It is certainly interesting I can tell yah that.


----------



## LarryTheShiveringChipmunk (Jan 7, 2006)

definitely sounds fun


----------



## Totmacher (Jan 7, 2006)

I'm sorta Jealous.


----------



## Flik (Apr 27, 2006)

I just remembered this old thread and thought I would update it with the fact that I got up to 232 as of the 10th. Buffets are my downfall.


----------



## djewell (Apr 27, 2006)

[email protected] said:


> a sort of Catch 22 ... or maybe mutual feeding ... must be fun ...



mitzvah gedoyla liyos b'simcha tamid.


----------



## blubrluvr (Apr 29, 2006)

Izzat Matisyahu in your avatar?


----------



## lizzy (Apr 29, 2006)

I know how you feel. When I started out, I was the one getting other people fat. That was until I met a really heavy guy that I soon discovered was very much interested in seeing me fatten up as well. So the tables were turned (pardon the pun) and I gained almost 25 pounds during that relationship.


----------



## djewell (Apr 30, 2006)

blubrluvr said:


> Izzat Matisyahu in your avatar?



No thats me.


----------



## Flik (Jan 17, 2007)

Sorry to bump an old thread but I remembered making this about a year ago so I thought I might as well give an update. I just hit 240. Jeez and I really thought I was big then. 23 pounds in a year.


----------



## coyote wild (Jan 17, 2007)

looks like you're married to The Madame!


----------



## ZainTheInsane (Jan 17, 2007)

Hahahaha!

Talk about a role-reversal! Kudos to her, she pulled one over on you...
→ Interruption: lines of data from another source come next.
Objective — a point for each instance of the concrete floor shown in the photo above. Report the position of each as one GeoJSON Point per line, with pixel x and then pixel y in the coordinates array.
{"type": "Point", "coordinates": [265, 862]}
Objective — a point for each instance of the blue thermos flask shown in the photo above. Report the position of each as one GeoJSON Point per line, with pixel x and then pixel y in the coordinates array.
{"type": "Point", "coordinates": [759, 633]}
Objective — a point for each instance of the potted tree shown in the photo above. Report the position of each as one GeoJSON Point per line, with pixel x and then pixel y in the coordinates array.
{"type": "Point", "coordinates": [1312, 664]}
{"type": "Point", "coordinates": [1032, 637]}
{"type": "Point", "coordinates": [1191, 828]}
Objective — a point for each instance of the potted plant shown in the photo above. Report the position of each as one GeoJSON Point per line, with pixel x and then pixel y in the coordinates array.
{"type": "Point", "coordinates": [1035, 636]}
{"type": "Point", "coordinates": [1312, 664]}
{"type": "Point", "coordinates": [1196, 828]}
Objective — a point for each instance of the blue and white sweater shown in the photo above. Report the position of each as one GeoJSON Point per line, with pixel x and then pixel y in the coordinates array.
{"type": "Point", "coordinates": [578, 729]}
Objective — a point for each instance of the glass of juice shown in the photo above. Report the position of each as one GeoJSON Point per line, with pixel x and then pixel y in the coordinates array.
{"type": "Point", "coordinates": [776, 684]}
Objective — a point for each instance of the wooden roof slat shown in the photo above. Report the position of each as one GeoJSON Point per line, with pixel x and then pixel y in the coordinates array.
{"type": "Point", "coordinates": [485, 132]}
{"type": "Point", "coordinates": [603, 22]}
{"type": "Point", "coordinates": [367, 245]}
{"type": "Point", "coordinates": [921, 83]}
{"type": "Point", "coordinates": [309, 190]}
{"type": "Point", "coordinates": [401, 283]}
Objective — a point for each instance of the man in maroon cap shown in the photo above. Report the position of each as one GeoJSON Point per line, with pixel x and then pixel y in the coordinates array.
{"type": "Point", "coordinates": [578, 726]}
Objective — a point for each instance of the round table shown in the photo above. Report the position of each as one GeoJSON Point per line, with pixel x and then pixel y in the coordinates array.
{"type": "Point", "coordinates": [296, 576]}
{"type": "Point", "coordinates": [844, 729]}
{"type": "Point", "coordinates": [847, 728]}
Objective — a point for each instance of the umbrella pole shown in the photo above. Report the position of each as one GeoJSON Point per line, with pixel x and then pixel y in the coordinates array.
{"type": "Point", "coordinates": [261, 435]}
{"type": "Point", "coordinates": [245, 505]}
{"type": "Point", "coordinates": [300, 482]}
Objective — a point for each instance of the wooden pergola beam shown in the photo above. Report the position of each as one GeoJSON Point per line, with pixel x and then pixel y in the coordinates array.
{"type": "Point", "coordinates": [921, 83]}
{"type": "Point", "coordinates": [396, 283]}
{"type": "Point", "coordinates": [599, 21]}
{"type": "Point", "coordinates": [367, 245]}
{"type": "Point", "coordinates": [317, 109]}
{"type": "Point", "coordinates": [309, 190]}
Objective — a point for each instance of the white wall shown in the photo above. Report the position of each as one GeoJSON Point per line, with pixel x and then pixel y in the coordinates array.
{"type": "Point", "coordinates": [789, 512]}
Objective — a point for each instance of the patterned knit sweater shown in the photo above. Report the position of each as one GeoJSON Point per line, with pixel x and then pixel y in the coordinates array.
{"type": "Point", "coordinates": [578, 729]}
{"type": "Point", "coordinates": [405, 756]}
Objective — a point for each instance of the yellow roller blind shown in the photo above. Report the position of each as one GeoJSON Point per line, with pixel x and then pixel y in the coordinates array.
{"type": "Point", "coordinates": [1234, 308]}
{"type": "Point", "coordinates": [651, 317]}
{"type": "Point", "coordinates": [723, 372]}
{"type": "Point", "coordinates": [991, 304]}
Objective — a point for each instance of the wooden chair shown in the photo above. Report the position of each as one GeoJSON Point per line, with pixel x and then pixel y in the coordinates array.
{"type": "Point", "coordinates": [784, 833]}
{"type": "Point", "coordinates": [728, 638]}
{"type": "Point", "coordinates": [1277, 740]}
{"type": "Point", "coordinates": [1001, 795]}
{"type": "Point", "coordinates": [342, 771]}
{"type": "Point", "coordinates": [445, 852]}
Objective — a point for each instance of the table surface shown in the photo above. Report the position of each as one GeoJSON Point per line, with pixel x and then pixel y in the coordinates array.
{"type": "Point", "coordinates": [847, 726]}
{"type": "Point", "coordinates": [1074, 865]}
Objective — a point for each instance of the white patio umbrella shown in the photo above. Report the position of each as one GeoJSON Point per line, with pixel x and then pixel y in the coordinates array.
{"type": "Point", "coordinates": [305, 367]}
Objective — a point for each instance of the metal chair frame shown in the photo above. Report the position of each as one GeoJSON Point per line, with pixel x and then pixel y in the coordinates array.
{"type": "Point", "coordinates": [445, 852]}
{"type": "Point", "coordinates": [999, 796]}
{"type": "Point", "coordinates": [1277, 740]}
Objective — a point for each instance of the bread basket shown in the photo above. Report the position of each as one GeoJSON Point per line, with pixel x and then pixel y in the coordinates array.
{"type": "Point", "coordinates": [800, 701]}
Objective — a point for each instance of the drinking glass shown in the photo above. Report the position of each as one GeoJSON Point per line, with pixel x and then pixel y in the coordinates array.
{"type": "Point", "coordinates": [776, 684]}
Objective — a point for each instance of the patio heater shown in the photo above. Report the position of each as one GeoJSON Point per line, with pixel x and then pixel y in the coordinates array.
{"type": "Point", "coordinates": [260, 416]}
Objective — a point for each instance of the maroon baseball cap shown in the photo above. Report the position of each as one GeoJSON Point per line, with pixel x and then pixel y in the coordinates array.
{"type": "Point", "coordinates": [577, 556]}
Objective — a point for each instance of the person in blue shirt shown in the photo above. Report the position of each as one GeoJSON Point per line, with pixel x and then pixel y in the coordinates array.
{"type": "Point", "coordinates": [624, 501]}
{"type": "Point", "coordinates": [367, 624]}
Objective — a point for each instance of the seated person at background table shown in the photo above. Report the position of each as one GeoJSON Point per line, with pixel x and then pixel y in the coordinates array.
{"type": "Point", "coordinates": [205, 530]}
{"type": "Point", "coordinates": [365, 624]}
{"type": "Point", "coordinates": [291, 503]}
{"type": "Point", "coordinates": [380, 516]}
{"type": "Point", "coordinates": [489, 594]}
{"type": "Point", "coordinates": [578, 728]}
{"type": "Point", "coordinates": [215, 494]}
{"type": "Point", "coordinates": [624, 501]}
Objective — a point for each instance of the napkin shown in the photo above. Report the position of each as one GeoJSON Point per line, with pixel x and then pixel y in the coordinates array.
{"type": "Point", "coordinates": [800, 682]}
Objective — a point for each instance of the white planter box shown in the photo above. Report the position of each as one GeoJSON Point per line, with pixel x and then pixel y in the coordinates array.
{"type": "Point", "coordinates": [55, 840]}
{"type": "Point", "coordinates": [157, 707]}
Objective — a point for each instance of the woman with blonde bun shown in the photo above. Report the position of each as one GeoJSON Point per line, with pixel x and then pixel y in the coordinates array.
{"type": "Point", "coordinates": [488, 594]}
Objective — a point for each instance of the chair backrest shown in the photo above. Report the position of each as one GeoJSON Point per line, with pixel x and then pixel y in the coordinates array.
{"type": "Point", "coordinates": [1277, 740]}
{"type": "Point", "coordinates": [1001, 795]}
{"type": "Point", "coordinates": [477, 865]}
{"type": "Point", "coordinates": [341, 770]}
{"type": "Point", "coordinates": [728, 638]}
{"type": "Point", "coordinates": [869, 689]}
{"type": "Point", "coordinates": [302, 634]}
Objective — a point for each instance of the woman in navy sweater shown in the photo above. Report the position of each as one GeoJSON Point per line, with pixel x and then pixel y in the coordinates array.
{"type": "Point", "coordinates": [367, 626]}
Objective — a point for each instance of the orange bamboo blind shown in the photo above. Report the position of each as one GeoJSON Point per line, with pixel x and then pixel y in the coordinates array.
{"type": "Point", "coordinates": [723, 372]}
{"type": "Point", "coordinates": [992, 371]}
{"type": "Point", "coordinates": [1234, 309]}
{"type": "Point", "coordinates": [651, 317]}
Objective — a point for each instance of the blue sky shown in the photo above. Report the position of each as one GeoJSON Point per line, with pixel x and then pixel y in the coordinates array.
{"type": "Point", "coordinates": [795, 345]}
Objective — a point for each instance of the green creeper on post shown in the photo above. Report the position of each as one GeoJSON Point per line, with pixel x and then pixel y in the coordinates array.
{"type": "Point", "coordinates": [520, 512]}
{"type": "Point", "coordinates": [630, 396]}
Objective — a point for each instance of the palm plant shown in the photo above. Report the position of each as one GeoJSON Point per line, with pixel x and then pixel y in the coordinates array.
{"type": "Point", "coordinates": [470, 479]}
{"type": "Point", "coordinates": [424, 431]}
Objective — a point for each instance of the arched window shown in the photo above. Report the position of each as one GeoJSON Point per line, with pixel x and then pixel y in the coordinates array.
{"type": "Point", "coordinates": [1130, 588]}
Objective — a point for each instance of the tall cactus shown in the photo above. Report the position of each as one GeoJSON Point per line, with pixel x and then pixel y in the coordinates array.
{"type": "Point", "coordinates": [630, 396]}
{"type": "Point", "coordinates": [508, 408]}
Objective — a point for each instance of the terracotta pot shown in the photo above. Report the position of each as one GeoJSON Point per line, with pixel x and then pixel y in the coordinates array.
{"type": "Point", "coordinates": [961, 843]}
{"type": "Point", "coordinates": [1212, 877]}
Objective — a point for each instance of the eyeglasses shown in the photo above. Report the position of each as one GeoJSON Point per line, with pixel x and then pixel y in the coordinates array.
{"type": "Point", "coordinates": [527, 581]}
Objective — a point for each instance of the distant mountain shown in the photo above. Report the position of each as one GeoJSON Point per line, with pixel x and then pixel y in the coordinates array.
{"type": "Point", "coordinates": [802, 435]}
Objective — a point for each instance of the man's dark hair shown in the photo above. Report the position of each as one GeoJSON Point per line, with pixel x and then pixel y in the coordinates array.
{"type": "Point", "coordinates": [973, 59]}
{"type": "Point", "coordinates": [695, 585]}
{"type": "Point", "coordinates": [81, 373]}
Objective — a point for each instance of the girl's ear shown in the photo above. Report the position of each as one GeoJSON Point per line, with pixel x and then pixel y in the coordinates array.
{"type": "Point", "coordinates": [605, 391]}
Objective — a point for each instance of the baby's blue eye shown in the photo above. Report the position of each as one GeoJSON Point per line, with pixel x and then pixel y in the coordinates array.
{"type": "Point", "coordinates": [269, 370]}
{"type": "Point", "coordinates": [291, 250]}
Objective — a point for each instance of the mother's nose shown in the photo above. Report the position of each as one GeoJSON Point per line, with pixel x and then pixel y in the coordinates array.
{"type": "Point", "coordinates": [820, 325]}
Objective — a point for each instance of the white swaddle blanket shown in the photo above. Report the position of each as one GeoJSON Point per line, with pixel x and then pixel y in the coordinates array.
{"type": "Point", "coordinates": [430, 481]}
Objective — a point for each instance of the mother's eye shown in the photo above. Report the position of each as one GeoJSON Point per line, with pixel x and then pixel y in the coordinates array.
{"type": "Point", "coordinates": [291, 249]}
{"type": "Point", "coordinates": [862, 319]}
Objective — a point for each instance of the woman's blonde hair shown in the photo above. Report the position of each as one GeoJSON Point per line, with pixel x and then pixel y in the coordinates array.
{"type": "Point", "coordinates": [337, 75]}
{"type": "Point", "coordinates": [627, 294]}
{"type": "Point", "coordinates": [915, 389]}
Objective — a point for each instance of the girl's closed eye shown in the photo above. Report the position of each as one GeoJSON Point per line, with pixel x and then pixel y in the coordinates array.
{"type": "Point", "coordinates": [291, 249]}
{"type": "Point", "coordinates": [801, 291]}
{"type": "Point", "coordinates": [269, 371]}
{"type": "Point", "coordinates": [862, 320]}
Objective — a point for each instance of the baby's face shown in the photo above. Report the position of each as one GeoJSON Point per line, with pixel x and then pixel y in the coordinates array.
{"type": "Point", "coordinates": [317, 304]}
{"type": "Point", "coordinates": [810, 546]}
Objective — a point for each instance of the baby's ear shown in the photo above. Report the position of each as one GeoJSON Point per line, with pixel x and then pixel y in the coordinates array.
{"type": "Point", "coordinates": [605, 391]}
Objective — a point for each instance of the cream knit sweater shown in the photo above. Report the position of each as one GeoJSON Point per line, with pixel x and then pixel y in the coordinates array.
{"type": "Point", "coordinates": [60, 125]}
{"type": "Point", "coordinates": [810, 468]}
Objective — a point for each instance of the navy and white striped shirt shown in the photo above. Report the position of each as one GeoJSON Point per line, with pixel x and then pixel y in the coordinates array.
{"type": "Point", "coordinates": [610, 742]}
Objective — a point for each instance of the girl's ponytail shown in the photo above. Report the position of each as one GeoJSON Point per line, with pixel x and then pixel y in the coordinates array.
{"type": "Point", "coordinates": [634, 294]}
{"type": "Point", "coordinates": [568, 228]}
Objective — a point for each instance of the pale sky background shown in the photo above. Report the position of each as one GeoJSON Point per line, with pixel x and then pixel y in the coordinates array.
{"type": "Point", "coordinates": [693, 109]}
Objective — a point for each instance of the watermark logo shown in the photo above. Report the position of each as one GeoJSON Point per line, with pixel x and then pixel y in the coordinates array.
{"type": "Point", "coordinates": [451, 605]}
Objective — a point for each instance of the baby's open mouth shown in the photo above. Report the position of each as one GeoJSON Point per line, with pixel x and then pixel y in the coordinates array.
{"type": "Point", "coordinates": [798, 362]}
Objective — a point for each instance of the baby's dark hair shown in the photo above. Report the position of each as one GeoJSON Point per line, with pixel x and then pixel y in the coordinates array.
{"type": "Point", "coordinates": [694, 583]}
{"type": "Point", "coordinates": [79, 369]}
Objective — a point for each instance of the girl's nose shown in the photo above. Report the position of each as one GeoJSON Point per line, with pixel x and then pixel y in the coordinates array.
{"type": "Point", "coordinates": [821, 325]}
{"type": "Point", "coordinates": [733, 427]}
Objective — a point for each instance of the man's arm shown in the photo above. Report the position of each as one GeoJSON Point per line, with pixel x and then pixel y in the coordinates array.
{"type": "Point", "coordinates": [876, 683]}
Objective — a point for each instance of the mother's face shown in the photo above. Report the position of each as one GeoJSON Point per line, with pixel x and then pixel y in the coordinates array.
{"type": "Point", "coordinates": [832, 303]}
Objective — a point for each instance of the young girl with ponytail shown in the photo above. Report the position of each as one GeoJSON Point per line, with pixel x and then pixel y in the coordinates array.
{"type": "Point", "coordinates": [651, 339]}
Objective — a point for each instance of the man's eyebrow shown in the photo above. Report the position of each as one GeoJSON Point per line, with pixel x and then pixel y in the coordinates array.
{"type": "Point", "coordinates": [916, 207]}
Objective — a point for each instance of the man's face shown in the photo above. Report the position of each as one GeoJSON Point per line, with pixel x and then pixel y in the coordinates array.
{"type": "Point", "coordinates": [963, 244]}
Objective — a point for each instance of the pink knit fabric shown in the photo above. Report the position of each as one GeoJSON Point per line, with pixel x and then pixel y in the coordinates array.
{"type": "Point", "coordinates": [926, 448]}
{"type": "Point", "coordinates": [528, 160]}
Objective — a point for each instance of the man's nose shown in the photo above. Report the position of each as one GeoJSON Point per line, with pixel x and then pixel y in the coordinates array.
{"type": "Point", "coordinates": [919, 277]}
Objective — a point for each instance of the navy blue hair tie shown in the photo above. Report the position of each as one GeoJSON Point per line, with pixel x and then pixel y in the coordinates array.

Though I suppose it was voluntary...hehe, so it wasn't soo bad.


----------



## Flik (Apr 12, 2008)

Well another update I thought would be fun. We got married last summer, and even though she has gotten me up to 250, I finaly got her from 115 at 5 foot even to a nice soft 140. I think another 10 lbs on her should be nice bringing us to only 100 lbs apart.


----------



## fat hiker (Apr 12, 2008)

Good stuff, Flik!


----------



## Rebel (Apr 20, 2008)

Good Lord Flik, you are living my fantasy! I'm getting fatter too, but my wife barely tolerates it. And here your lovely bride is stuffing you like a giant teddy bear! I can't wait to hear that she has finally pushed you over an even hundred pound gain, and that you are still getting fatter and fatter!


----------